经济学人:必须改变中国的人

作者:经济学人   20121027    翻譯:Eco中文论坛

Xi Jinping will soon be named as China’s next president. He must be ready to break with the past
习近平很快将会被任命为中国的下任国家主席,他必须颠覆过去,改弦更张。
JUST after the 18th National Congress of the Chinese Communist Party, which starts in Beijing on November 8th, a short line of dark-suited men, and perhaps one woman, will step onto a red carpet in a room in the Great Hall of the People and meet the world’s press. At their head will be Xi Jinping, the newly anointed party chief, who in March will also take over as president of China. Behind him will file the new members of the Politburo Standing Committee, China’s supreme body. The smiles will be wooden, the backs ramrod straight. Yet the stage-management could hardly be more different from the tempestuous uncertainties of actually governing.
11月8日中共十八大将在北京召开,会议之后,一行身着深色西装的人——或许有名女性——将会踏上人民大会堂某间大厅的红地毯,接见全世界的媒体。为首的将是新任党的总书记——习近平,明年3月他将接任中国国家主席。在他身后,整齐排列着最高权力机构——政治局常委的新任成员。他们的笑容无比机械,腰板无比僵硬。不过后台的管理跟存在巨大不确定性的实际统治相比,并无多大不同。

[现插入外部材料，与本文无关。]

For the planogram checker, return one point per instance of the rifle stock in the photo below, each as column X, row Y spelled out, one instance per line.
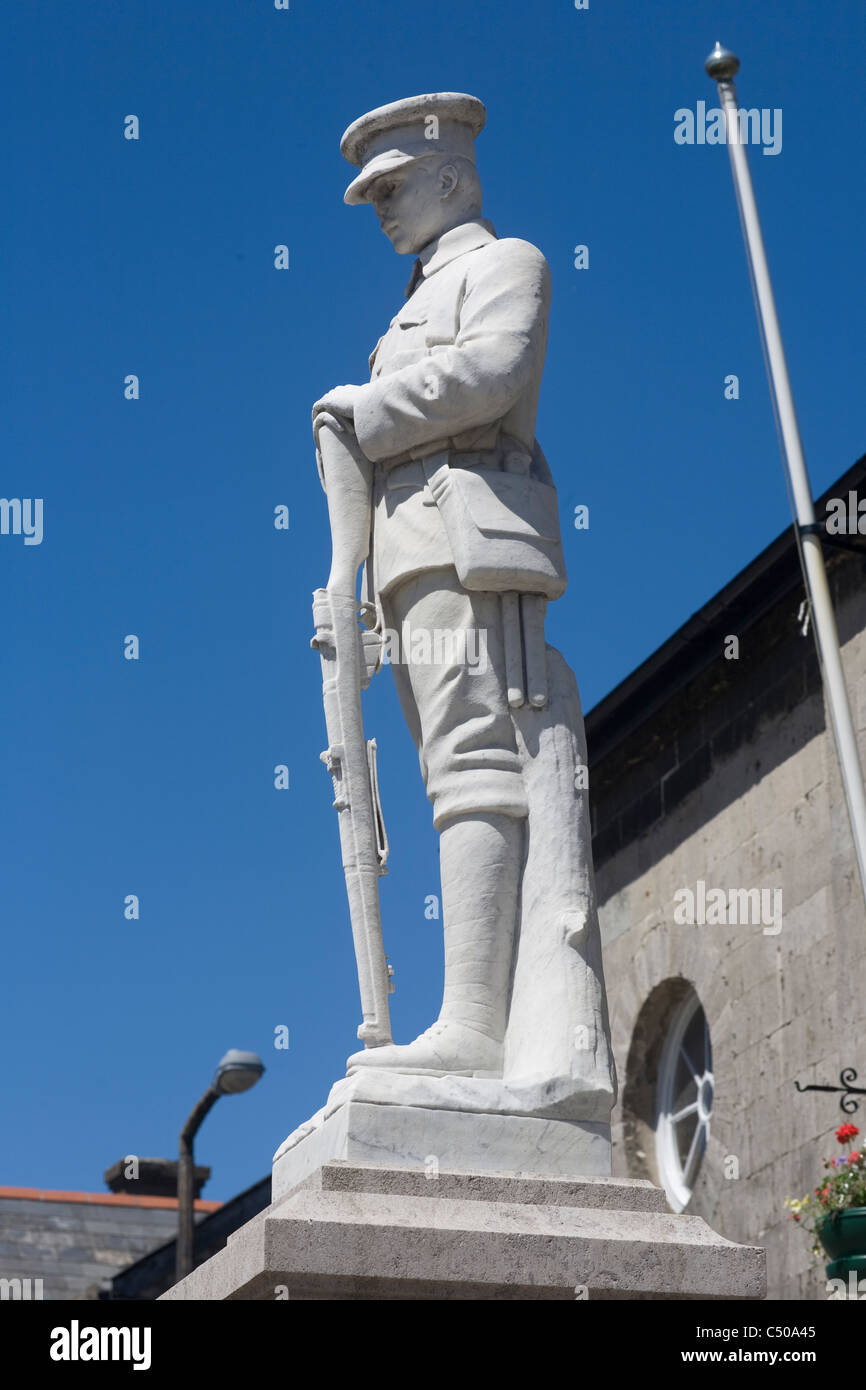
column 349, row 758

As ruler of the world’s new economic powerhouse, Mr Xi will follow his recent predecessors in trying to combine economic growth with political stability. Yet this task is proving increasingly difficult. A slowing economy, corruption and myriad social problems are causing growing frustration among China’s people and worry among its officials.

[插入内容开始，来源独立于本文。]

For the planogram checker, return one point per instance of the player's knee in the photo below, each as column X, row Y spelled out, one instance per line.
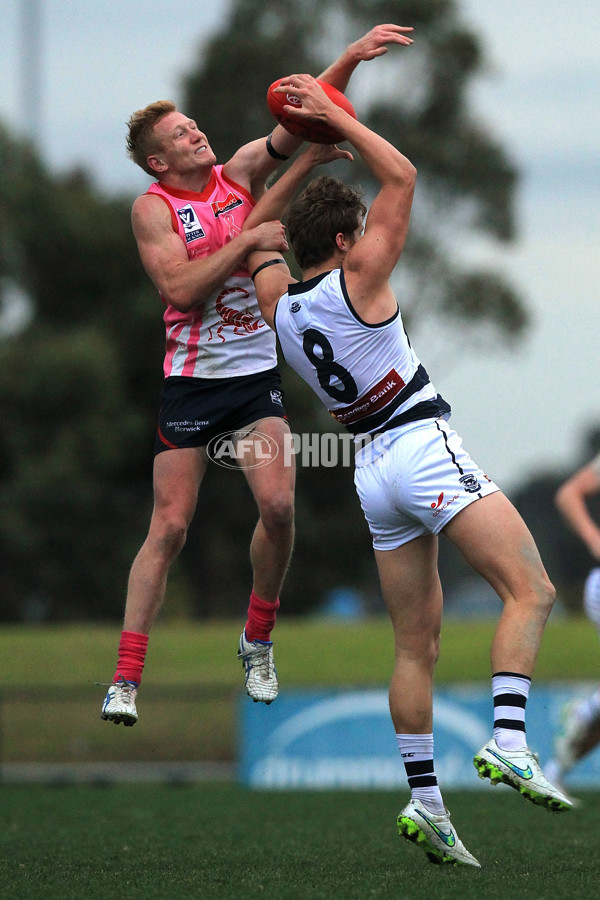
column 170, row 536
column 277, row 513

要治理这个活力无限的世界最大的新兴经济体,习近平将会向其刚刚离职的前任学习,让中国在经济增长的的同时,努力实现政局稳定。但这个担子的艰巨程度更胜从前。经济增速减缓,腐败滋生,再加上无数个社会问题,已让中国老百姓愈发失望,也让官员们愈加忧虑。
In coping with these tensions, Mr Xi can continue to clamp down on discontent, or he can start to loosen the party’s control. China’s future will be determined by the answer to this question: does Mr Xi have the courage and vision to see that assuring his country’s prosperity and stability in the future requires him to break with the past?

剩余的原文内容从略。